February 25, 2021

Surviving the Disaster Golden Hour – Part 2, by J.M.

(Continued from Part. 1)

When you’re planning and evaluating your current environment for possible emergency events, don’t just focus on the immediate location and impacts – consider scenarios with a larger scope and secondary and tertiary impacts. You also should make sure you have some balance in how you approach this type of planning – I’m not suggesting that you stop and spend an hour doing disaster planning before you enter any building. If you devote some time to learning about different types of events and can develop the automatic habit of gathering some basic information on things like emergency exits, escape routes, etc. as you go about your normal activities, you’ll be a lot better prepared than the majority of people to handle emergencies.

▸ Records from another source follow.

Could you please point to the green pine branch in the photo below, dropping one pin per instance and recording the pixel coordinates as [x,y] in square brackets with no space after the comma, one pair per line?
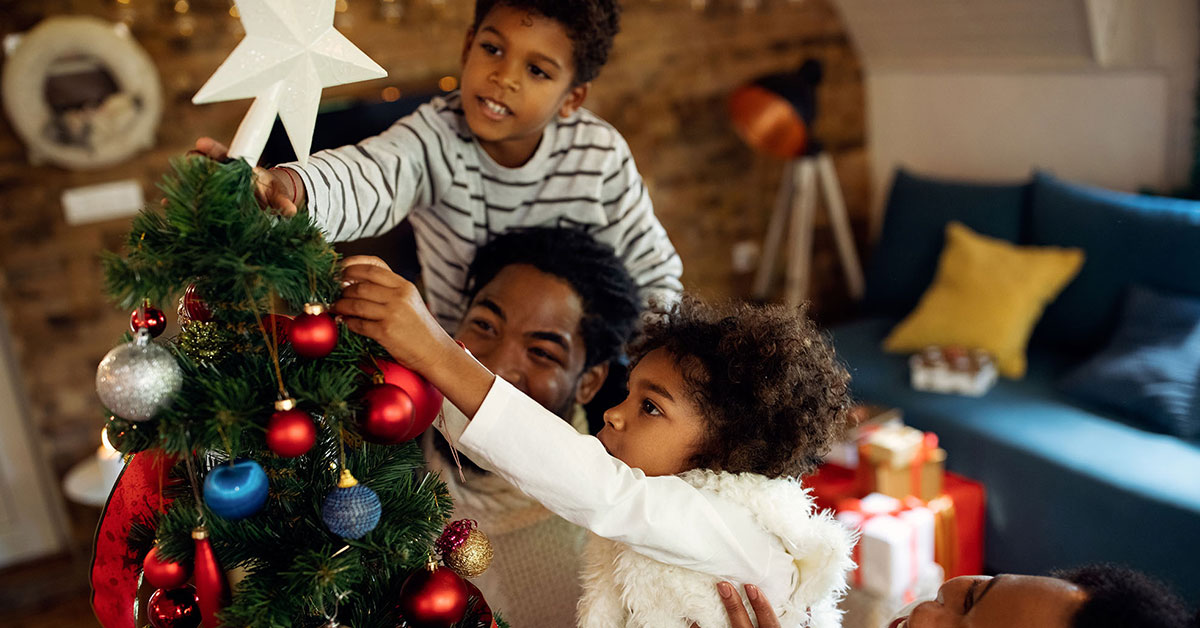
[249,264]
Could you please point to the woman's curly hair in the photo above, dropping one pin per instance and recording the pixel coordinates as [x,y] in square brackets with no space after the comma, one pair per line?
[591,24]
[763,377]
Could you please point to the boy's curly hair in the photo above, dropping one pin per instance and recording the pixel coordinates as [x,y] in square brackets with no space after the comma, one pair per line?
[591,24]
[763,377]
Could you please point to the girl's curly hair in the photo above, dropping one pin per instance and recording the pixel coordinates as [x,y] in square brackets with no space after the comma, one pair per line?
[763,377]
[591,24]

Lions and Tigers and Bears, Oh My!

The biggest issues you’ll most likely encounter immediately following a disaster event are fear and the tendency to panic. When the body is under sudden stress, it moves into survival mode, better known as the fight or flight (or freeze) reflex. When that happens the body ramps up production of the stress hormone cortisol which goes to the brain and causes a slow-down in the processing of the pre-frontal cortex, which is where your critical thinking and decision-making occur. That means your rational mind is no longer in control and the amygdala, where the fight or flight (or freeze) reflex and your emotions come from, gets larger and takes over. Finally, the hippocampus, which is where learning and memory are found, temporarily contracts. Hence, humans, when faced with an emergency, are biologically evolved to react rather than thinking critically. Panic makes most people behave in an emotional manner rather than a logical one, as you react emotionally to the danger you face.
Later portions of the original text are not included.